1) Yes that's correct, regressor_coefficients() un-standardizes the coefficients.

2) Just checking that what you've pasted isn't the value of the extra regressors for the prediction period? (i.e. you'd have columns A, B, C, D with their actual values as well as inputs to the prediction).

If not, then yes they should be the contributions of those regressors to yhat. The contribution can be negative if the value of A is below the "center" -- the contribution to the prediction is coefficient_standardized * (A_value - center) / std

[elif-tr]

Hi @tcuongd I have been trying to recreate the calculated values of each variables contribution from the above formula you stated but unfortunately, I am unable to do so. I am unclear on whether I am missing any steps along the process but I would very much appreciate your help on this before by deadline to explain it to the stakeholders.

I would like to give examples just for the simplicity so we can follow the steps.

The variable I have lets say is X - (I have quite a lot of them) and the output of the regressor_coefficients() as follows:

regressor | regressor_mode | center | coef_lower | coef | coef_upper X | additive | 409262.904434 | 0.000059 | 0.000059 | 0.000059

The above coefficient is the un-standardized value of that variables coefficient which we do not use to calculate its contribution?

Then from the mentioned above method: m.train_component_cols.T.dot (np.array (m.params ['beta']) [0]) I get the following gives me X = 0.003110 which is the unstandardized coefficient for the X variable, is that correct?

Then I look at the df of prediction outputs. On the first day (t) I see the value of X as -24.332580 and the next day (t+1) 124.304026.

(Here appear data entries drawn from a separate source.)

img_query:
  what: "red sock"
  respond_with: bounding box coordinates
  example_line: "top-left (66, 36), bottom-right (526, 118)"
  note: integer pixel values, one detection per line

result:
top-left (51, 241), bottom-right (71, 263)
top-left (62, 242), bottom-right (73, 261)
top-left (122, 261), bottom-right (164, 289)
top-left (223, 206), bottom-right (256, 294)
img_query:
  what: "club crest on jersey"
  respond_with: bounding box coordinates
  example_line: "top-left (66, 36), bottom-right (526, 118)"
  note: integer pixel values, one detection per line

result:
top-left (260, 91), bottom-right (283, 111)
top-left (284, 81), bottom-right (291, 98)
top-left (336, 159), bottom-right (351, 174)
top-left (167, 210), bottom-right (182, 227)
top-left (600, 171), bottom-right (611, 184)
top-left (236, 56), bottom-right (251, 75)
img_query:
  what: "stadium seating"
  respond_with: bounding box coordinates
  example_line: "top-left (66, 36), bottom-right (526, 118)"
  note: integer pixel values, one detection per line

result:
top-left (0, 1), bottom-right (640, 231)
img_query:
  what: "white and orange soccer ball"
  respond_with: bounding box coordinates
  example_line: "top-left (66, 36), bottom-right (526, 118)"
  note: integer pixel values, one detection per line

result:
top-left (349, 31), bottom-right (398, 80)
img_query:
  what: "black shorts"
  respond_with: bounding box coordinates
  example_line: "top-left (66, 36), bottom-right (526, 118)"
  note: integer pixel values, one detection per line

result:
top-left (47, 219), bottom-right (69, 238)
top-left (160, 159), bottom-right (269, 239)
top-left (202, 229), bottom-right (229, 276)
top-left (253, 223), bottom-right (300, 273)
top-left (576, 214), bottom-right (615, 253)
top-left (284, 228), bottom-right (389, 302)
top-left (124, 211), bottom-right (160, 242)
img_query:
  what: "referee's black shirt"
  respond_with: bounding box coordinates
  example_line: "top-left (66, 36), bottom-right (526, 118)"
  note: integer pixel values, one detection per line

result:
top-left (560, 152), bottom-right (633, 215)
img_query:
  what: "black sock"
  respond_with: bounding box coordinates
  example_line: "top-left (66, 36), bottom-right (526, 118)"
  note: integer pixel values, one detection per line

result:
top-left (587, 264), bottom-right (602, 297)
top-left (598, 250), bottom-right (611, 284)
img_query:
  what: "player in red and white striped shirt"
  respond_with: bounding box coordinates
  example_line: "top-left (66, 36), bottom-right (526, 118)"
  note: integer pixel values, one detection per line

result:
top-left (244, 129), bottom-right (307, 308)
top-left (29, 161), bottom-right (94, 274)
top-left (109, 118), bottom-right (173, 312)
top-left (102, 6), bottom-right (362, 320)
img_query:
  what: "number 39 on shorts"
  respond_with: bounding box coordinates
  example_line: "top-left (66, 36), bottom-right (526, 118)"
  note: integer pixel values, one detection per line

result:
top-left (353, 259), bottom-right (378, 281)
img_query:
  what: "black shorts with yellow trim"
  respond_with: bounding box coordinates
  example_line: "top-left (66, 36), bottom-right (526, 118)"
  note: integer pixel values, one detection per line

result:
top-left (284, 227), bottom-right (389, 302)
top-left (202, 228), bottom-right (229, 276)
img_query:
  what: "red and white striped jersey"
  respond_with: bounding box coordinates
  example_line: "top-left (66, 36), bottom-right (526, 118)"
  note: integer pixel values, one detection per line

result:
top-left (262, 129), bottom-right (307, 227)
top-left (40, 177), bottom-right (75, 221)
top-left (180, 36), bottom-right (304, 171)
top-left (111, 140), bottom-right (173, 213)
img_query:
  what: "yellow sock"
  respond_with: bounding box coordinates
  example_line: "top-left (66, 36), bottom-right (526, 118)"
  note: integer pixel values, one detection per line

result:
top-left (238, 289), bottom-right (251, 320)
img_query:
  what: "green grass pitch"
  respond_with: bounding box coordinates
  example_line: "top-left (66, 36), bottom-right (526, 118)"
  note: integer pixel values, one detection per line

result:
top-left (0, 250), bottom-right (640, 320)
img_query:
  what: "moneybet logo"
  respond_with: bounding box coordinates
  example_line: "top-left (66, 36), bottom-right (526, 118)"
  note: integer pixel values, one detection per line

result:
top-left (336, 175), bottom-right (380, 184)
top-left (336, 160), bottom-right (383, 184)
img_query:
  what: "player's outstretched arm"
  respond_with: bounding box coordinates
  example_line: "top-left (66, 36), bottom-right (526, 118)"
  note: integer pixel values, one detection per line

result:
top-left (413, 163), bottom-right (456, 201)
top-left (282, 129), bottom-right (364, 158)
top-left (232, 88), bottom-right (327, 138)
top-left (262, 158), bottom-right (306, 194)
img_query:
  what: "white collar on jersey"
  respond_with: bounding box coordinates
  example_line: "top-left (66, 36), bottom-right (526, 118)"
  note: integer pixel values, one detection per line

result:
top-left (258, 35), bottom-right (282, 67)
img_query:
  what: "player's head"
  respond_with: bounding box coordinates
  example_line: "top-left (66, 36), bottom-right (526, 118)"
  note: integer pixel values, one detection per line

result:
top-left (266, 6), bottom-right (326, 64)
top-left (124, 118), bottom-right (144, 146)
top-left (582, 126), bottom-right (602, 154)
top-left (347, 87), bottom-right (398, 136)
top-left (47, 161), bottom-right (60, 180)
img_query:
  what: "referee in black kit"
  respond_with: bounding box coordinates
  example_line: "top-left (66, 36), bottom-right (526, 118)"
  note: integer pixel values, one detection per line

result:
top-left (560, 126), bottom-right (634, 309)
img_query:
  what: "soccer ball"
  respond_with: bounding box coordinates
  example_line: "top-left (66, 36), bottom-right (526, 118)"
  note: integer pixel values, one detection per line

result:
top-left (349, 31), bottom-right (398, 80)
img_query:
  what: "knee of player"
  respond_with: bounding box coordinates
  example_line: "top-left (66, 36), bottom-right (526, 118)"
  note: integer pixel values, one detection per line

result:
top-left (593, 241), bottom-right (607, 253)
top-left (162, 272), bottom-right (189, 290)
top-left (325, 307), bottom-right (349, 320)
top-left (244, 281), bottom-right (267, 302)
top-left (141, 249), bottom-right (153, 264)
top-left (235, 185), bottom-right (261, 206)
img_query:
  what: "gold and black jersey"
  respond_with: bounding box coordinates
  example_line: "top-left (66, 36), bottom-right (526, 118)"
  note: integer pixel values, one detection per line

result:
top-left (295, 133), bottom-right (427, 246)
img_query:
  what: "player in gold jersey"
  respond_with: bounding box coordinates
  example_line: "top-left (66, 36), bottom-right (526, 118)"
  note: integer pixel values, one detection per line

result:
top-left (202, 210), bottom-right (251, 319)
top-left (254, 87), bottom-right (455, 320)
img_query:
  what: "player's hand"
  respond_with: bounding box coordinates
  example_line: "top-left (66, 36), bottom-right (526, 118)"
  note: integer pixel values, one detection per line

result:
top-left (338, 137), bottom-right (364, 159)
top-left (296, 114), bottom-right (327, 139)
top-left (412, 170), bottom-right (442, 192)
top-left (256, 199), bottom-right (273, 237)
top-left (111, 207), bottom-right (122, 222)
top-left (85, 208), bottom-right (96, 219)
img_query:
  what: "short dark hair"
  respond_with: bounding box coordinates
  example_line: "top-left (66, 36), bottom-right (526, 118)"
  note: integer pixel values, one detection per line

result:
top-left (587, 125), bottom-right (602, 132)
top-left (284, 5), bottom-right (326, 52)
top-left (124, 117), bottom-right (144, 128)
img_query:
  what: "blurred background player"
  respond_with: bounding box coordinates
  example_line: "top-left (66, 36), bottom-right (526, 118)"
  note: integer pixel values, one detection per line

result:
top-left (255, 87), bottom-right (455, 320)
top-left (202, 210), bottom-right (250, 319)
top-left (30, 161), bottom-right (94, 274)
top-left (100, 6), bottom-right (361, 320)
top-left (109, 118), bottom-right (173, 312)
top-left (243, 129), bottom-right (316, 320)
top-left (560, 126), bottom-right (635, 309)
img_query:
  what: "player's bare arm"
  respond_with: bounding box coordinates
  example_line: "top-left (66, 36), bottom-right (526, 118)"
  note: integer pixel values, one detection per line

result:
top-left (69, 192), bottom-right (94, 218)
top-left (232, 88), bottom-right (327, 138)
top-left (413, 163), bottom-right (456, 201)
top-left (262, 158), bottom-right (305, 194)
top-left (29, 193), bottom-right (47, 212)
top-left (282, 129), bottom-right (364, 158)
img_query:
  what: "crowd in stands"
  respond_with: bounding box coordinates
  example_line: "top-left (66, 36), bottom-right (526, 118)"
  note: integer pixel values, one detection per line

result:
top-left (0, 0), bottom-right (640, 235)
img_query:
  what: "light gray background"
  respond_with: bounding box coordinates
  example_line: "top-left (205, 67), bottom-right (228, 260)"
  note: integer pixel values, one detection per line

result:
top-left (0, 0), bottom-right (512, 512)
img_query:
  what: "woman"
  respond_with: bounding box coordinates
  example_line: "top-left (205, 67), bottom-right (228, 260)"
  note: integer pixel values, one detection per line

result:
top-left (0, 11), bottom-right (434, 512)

In the actual data frame, the raw value I have for X in first day (t) is 0 and the second day (t+1) is 2500000.0.

And from the extra regressors dictionary out of the model, I extract the following information:

('X', {'prior_scale': 5.0, 'standardize': 'auto', 'mu': 409262.9044342508, 'std': 840476.036516692, 'mode': 'additive'})

So as for the contribution of the X on the first day (t) in the model, it should be:

0.003110 * ((0 - 409262.9044342508)/840476.036516692)

and for the next day (t+1): 0.003110 * ((2500000.0 - 409262.9044342508)/840476.036516692)

but these calculations are not giving me anywhere near numbers of -24.332580 or 124.304026. Would you be able to, please, point out the steps that I am missing in calculation the contribution of each regressor to the yhat on a given day?

I am so hoping that you would see my question sometime soon..

[DariaGoncharenko]

Hi @elif-tr , did you solve this case? I am having the same issue with this part and trying to find the solution.